The problem with interpretation comes into play since majority of the data collected and used in the standards has been based on the large power transformers used by utilities. Power transformers are found in high voltage transmission applications typically above 38kV and typically 200MVA and above. While distribution transformers are rated less than 200MVA and designed for end-user connectivity.  The most common distribution transformers you’re likely to encounter are probably in the 38kV range with 480V secondaries. Along with size, capacity, and volume differences, the design of power and distribution transformer is different.  In power transformers the I2r losses are minimized for a specific power flow. The design efficiency of a distribution transformer is in the 50-70% load range while power transformers operate at 100%. The magnetic operating point of the core is a design consideration in power transformers which changes the core mass, and the flux density is higher. These differences must be taken into consideration when interpreting gas results and, as with most maintenance testing, the trend is the critical piece.

 

In addition, the type of insulating fluid used, such as Mineral Oil, Silicone, or Natural Ester, have different standards and allowable levels change dramatically; and the result must be interpreted accordingly.  Blindly applying the standards without a thorough understanding of the differences often contributes to misleading results. For example, while the C02/C0 ratio can be an indication of thermal decomposition. As a rule, if the individual concentrations are below 5000/500ppm, the results are thought to be less significant. When properly applied, a ratio below 3 may indicate ageing of insulation by arcing, while a ratio above 10 is indicative of cellulose ageing from thermal heating. Results should be viewed as part of composite analysis and are not individually indicative of a problem.

 

Moisture content, Interfacial Tension, and Dielectric strength, along with color, total gas, and the analysis of specific gases provide a picture of what may be occurring inside the transformer. Looking at CO and CO2 gases found in oil which originate from the oxidation of cellulose insulation over time can show if the transformer is aging naturally or if there is accelerated insulation break down occurring due to thermal decomposition.
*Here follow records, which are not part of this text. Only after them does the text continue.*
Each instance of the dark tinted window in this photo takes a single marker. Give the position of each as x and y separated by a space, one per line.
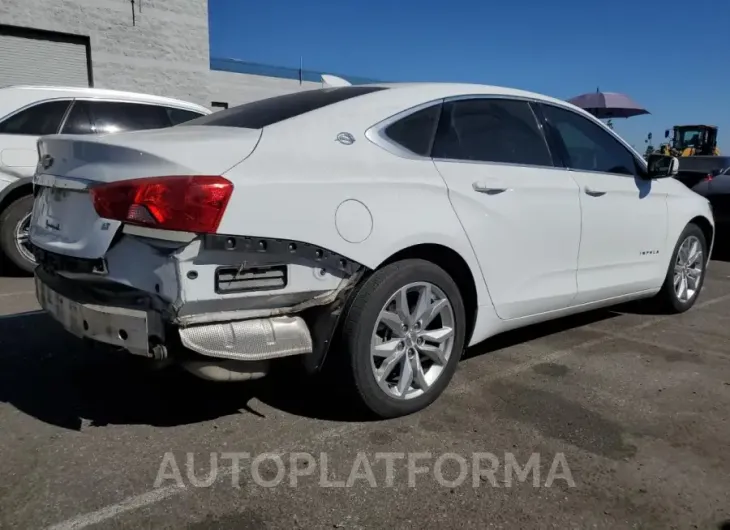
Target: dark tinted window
490 130
258 114
39 120
588 147
111 117
79 120
178 116
416 131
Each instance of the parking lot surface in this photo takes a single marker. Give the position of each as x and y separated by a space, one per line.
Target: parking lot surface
626 411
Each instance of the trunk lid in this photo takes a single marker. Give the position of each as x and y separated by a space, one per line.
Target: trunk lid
64 220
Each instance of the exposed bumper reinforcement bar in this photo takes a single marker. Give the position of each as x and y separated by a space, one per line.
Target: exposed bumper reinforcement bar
250 340
123 327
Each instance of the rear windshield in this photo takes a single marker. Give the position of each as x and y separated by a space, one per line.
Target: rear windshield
258 114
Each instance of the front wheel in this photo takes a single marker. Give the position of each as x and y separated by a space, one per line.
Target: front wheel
686 273
14 230
404 335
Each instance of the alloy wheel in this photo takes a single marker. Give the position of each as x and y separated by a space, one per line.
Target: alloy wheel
413 340
688 269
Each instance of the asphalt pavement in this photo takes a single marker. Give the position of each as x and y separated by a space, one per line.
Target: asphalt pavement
614 419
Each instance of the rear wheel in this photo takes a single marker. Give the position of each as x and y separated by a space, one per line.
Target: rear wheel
14 234
404 335
686 273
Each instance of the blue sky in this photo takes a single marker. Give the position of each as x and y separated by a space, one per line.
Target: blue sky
670 58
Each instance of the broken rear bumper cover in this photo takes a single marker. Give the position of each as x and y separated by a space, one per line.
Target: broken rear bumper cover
228 328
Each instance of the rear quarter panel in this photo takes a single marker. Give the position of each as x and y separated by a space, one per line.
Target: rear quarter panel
297 178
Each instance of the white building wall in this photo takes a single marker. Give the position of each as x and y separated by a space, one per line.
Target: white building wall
164 50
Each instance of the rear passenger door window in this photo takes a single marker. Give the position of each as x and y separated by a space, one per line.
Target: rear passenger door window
78 120
587 146
491 130
38 120
112 117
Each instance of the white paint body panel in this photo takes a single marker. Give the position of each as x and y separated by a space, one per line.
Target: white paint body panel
526 238
18 153
624 243
540 250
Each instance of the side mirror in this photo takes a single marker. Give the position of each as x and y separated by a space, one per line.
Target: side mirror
661 166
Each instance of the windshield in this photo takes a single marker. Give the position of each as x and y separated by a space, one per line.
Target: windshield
687 138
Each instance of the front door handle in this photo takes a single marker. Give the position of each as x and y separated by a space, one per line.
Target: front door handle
482 188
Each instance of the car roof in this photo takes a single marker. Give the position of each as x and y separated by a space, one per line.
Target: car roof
445 90
15 97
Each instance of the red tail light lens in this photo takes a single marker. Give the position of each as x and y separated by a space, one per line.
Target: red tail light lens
184 203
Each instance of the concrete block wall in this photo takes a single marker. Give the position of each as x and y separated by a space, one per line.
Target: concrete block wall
165 52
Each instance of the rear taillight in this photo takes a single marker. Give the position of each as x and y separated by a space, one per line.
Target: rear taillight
184 203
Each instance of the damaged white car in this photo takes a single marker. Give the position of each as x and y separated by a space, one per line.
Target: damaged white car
397 223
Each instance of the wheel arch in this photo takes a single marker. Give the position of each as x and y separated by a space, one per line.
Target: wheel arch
455 265
708 230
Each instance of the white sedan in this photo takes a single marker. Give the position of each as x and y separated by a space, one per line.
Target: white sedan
383 228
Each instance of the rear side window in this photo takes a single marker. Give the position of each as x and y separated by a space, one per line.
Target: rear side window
258 114
38 120
178 116
491 130
112 117
78 120
416 131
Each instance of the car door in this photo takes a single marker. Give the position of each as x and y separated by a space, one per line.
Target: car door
520 212
19 134
623 246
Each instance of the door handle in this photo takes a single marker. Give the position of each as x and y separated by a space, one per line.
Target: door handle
482 188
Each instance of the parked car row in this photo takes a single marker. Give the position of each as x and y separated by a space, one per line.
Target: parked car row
29 112
382 228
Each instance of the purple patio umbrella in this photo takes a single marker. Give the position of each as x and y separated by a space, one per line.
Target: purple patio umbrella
607 105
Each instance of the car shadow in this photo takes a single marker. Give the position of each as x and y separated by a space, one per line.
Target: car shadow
56 378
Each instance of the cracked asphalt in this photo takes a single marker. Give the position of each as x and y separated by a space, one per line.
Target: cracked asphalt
637 405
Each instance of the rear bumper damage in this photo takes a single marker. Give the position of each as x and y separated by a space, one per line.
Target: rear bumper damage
218 304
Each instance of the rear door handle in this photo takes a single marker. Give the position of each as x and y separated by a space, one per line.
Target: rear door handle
483 188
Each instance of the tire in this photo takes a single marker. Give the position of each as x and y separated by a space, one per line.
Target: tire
668 299
363 319
14 214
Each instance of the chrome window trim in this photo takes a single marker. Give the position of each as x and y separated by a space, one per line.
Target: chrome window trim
104 99
35 103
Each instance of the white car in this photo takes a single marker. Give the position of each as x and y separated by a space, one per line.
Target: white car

Combustible gases like hydrogen (H2), methane (CH4), acetylene (C2H2), ethylene (C2H4), and ethane (C2H6) are generated by thermal process and increases over time, and in the rate of change, can indicate potential problems are developing. Interpreting the results, requires an understanding of the testing procedures, loading and operating conditions of the transformer, the proper application of the standards and experience in analyzing the results. DGA becomes another maintenance test most plant and facilities professional do not have time to devote to developing the expertise in.  By partnering with an experienced testing company, with expertise in this area, means you have one more tool in the testing arsenal and one less headache.   

 

To summarize, for distribution transformers while Dissolved Gas Analysis (DGA) is a useful tool, the test is not conclusive, and the results are only useful to identify trends and provide insight into a transformer’s operating condition. Interpreting the results requires expertise to be understood and properly analyzed. In other words, DGA is simply one of the tools which, when combined with physical testing: Winding Resistance, TTR, Power Factor, Excitation Current, etc., provides data to develop a collective picture of transformer health.